10 + 4sqrt6 = (2+ sqrt6)^2

10 -4sqrt6 = (2 -sqrt6)^2

sqrt(10+4sqrt6)-sqrt(10-4sqrt6)= sqrt(2+sqrt6)^2 - sqrt(2-sqrt6)^2

= 2+ sqrt6 - (-2+sqrt6)

= 2+ sqrt6 + 2 -sqrt6

= 4

=

giorgiana1976 | Student

We can consider the expression under the square root as being the result of square expanding.

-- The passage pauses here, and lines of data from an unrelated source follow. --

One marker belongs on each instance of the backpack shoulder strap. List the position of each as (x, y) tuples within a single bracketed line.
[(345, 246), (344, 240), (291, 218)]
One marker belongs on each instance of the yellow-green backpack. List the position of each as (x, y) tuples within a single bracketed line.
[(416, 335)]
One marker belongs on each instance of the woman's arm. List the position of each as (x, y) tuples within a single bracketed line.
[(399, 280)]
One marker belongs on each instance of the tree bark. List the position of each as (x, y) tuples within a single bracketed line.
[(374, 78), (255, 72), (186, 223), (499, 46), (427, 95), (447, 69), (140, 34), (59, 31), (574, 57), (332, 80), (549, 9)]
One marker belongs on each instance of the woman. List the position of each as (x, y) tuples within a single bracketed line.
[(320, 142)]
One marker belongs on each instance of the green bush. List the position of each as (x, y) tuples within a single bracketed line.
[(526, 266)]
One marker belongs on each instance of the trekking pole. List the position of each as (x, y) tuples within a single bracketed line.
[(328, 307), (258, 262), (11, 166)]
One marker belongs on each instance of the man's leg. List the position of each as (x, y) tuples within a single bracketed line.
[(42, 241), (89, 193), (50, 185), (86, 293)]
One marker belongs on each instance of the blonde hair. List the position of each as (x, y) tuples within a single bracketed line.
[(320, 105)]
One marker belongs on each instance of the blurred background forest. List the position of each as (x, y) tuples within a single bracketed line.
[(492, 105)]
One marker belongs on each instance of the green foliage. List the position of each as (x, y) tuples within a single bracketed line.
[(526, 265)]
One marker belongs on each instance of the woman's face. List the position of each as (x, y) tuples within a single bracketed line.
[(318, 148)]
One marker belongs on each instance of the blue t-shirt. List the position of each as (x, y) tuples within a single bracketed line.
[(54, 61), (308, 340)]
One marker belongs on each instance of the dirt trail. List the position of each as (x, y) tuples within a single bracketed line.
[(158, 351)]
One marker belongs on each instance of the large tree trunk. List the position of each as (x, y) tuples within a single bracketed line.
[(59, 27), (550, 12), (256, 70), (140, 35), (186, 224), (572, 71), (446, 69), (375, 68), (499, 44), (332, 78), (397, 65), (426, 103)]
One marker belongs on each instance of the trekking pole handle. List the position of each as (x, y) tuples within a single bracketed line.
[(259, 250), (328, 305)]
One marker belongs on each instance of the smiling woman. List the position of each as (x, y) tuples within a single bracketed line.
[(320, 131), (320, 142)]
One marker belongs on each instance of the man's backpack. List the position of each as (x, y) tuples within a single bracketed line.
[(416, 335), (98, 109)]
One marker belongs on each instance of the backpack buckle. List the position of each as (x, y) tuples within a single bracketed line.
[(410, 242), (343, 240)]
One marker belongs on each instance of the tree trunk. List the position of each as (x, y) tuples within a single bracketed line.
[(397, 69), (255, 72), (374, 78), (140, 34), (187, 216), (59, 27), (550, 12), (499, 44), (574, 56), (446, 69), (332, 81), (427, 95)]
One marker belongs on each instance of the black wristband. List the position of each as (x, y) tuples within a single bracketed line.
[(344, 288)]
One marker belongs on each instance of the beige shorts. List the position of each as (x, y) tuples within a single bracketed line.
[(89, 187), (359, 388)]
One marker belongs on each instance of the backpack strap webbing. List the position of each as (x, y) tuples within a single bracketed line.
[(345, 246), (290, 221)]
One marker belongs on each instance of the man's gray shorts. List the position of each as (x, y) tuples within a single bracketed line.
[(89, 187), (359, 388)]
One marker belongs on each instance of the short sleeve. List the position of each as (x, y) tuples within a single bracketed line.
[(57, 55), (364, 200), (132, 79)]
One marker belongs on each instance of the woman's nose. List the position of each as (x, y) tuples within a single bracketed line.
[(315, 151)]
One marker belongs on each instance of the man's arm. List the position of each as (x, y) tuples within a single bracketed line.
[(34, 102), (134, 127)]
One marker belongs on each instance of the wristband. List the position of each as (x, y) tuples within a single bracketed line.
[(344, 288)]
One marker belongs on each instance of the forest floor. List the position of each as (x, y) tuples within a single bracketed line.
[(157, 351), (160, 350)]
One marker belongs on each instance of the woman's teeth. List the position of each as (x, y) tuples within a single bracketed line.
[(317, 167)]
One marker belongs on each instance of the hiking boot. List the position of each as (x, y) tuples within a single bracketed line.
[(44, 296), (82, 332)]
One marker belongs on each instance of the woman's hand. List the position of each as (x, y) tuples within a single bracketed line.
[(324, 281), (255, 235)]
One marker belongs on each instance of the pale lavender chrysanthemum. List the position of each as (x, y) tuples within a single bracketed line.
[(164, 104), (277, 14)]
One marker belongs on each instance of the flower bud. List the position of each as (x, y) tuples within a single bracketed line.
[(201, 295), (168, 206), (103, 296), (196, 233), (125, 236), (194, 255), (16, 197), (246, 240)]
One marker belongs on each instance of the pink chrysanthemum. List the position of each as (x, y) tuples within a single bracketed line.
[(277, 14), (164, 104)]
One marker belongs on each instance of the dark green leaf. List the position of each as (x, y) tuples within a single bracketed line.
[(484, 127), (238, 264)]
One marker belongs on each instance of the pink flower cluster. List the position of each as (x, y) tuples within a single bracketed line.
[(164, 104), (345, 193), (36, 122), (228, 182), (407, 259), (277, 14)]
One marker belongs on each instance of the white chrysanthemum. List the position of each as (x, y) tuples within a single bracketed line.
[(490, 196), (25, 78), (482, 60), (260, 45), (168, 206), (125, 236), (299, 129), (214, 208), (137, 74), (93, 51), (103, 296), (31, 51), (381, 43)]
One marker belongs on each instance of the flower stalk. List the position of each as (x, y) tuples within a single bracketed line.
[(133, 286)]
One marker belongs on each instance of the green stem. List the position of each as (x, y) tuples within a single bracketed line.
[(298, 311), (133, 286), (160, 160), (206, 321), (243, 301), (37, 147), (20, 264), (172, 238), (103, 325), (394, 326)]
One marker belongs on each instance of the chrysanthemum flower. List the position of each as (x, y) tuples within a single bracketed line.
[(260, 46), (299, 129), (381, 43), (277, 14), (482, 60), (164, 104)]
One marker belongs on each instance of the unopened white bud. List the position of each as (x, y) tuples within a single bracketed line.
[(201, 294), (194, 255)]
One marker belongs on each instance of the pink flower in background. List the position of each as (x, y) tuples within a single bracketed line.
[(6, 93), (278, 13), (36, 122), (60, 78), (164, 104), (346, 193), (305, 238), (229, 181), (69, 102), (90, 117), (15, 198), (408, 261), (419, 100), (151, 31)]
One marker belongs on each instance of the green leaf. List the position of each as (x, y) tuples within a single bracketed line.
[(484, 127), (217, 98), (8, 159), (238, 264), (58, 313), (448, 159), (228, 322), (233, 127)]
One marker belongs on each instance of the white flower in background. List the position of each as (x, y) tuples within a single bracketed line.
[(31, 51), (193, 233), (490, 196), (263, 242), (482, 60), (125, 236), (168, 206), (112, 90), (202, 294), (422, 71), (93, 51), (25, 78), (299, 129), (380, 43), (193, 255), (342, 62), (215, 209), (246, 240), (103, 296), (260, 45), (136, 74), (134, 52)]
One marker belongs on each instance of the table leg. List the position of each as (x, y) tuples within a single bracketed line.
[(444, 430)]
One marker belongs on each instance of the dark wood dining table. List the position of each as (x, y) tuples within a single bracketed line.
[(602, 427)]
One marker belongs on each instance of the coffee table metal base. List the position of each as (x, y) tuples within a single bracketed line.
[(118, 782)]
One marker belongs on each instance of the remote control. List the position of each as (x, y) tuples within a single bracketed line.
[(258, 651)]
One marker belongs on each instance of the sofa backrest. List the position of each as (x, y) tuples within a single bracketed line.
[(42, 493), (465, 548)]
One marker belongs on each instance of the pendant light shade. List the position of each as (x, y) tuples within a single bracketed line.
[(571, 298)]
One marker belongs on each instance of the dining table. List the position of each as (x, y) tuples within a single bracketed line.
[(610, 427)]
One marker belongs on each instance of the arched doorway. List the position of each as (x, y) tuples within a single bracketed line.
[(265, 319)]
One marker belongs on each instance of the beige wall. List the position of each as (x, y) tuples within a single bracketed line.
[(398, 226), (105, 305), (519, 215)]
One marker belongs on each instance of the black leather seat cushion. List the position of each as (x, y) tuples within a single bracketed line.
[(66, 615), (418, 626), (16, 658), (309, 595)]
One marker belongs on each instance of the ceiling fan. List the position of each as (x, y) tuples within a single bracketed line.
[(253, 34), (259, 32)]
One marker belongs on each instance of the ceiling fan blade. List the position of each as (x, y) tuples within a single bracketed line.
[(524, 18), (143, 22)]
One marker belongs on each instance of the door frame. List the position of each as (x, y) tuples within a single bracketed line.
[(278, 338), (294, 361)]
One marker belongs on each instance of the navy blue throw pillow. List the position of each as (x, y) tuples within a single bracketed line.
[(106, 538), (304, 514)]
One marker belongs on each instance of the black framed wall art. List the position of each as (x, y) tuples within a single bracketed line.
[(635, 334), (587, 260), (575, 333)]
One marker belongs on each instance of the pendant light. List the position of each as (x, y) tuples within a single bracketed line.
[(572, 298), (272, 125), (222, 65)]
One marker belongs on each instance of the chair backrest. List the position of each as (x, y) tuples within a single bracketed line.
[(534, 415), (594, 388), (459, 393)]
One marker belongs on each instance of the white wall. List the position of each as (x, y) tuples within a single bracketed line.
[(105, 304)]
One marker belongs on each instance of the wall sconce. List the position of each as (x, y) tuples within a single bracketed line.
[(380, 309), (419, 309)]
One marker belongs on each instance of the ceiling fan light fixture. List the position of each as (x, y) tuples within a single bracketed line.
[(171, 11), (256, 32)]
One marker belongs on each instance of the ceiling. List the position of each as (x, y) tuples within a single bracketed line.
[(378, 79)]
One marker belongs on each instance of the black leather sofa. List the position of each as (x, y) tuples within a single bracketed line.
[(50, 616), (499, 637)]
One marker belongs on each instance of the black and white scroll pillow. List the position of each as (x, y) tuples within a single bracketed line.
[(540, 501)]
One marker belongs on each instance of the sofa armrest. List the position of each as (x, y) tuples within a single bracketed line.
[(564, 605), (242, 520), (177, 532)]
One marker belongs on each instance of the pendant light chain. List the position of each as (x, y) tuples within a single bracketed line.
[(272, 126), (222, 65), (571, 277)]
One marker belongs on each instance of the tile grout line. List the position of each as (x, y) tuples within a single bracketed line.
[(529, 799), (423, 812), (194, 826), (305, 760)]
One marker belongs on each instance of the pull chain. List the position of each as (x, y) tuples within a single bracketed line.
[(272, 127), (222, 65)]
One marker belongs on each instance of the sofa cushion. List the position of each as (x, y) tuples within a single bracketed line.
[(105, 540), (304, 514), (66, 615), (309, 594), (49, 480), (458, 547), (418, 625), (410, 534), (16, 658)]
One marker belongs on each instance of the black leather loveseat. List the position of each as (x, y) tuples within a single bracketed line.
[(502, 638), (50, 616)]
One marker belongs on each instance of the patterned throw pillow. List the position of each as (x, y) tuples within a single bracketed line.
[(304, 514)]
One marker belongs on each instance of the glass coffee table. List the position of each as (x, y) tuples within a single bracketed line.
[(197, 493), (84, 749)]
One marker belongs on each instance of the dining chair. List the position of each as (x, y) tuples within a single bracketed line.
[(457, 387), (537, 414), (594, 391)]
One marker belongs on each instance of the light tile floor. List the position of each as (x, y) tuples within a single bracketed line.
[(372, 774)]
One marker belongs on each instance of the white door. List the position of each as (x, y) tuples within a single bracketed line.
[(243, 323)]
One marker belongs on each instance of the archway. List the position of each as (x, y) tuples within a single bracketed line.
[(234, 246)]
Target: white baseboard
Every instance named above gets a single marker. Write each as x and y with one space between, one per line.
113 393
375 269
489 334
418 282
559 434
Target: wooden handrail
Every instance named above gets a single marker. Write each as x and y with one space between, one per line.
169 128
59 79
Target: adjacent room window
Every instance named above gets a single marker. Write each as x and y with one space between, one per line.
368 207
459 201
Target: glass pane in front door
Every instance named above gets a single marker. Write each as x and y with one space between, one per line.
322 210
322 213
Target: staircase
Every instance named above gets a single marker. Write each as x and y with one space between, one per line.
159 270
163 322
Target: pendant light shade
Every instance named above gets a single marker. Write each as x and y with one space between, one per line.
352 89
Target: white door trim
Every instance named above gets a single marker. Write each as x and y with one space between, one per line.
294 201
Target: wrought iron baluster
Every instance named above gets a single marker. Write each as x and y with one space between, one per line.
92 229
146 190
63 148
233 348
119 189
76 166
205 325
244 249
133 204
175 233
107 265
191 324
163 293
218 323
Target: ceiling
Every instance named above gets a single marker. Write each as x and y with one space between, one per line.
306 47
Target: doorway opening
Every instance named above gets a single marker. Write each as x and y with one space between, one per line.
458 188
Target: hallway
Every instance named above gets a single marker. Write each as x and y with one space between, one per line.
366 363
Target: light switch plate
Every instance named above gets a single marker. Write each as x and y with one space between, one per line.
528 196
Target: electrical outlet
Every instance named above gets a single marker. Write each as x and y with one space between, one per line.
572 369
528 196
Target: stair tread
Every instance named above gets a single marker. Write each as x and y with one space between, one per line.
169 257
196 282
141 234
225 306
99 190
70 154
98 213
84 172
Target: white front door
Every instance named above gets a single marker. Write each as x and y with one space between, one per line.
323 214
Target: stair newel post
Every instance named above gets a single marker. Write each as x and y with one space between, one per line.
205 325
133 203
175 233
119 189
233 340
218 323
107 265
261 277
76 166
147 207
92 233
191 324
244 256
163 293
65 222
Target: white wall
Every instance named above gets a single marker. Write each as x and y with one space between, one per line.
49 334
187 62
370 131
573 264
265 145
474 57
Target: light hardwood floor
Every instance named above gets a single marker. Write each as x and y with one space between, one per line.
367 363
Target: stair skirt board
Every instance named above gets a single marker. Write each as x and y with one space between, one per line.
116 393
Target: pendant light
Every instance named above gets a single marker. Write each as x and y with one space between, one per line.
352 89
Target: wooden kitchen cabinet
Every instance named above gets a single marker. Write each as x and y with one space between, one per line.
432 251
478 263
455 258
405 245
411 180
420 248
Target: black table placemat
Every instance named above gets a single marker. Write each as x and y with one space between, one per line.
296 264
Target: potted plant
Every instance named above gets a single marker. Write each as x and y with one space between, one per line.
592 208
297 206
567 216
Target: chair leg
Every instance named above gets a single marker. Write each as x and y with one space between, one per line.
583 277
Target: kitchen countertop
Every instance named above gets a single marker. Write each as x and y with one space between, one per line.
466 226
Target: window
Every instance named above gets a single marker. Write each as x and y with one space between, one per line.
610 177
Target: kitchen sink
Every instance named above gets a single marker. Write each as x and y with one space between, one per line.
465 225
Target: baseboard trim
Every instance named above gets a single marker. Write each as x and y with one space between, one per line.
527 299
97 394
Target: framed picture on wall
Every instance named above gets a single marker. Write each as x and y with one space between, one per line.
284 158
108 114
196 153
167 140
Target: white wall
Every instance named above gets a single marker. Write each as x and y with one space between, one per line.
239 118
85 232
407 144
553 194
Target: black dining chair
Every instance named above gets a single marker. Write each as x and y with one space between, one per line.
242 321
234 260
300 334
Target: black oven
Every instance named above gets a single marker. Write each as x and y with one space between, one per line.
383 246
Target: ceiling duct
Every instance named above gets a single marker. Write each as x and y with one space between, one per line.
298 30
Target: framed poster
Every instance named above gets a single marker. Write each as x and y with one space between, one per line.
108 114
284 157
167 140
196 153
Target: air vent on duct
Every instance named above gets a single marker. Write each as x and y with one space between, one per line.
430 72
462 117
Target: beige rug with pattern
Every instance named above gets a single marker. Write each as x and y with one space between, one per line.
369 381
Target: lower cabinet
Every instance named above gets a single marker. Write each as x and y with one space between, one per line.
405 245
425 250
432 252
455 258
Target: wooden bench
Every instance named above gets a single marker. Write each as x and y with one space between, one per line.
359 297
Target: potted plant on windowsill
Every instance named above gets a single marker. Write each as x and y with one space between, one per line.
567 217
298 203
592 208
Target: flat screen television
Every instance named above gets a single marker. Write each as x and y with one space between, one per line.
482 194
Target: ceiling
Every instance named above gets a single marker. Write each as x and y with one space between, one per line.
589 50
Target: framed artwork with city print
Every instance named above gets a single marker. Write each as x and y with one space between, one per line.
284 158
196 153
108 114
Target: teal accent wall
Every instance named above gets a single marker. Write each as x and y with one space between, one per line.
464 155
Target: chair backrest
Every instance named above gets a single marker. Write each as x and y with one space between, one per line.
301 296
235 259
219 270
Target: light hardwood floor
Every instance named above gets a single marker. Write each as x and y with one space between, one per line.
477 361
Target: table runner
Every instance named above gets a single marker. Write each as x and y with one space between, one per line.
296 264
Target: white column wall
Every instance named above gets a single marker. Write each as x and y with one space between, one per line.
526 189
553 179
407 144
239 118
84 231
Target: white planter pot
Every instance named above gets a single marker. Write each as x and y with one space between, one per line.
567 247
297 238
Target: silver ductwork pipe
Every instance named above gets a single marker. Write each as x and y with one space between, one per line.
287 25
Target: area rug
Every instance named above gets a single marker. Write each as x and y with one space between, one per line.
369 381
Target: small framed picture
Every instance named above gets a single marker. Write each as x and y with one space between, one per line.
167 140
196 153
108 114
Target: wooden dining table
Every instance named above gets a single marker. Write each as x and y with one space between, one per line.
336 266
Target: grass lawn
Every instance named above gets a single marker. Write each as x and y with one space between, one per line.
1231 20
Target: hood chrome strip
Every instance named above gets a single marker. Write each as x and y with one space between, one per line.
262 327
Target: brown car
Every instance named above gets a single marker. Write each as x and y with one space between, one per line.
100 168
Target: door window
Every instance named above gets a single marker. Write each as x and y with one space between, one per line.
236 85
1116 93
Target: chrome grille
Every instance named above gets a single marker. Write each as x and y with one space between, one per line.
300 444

10+4*sqrt6=4+2*2*sqrt6+6=(2+sqrt6)^2

10-4*sqrt6=4-2*2*sqrt6+6=(2-sqrt6)^2

Also we know that sqrt (a^2)=|a|

So,sqrt [(2+sqrt6)^2]=|(2+sqrt6)|

and sqrt [(2-sqrt6)^2]=|(2-sqrt6)|

But 2<sqrt6, so sqrt [(2-sqrt6)^2]=|-(2-sqrt6)|

We’ll substitute the results found in the expression:

|(2+sqrt6)| - |-(2-sqrt6)|=2+sqrt6+2-sqrt6=4

The calculated value is an integer number!

neela | Student

sqrt(10+4sqrt6) - sqrt(10-sqrt6).

Let  sqrt (10+4sqrt6) = sqrt a+sqrtb. Squarig,

10+4sqrt6 = a+b+2sqr(ab)

Equating  rationals , 10 =a+b. Or (a+b)^2 = 100.

Equating irrationals,

4sqr6 = 2ab. Squaring,  16*6 = 96= 4ab.

(a-b)^2 = (a+b)^2-4ab = 100-96 = 4.

Threfore a-b = sqrt4 = 2.

a+b =10

a-b = 2

Adding 2a = 12, a = 6 . b= a-2 = 4.

So sqrt(10+4sqrt6) = sqrt6+2.............(1)

Similarly

sqrt(10-4sqrt6) = sqrta - sqrtb . Squaring

a+b = 10 -4sqrt(ab).  From this we get:

a+b = 10 and a - b =  2 Or sqrt(10-4sqrt6) = sqrt6-sqrt2.....(2)

Therefore

sqrt(10+4sqrt6)-sqrt(10-4sqrt6) = sqrt6+2)-(sqrt6-2) = 4.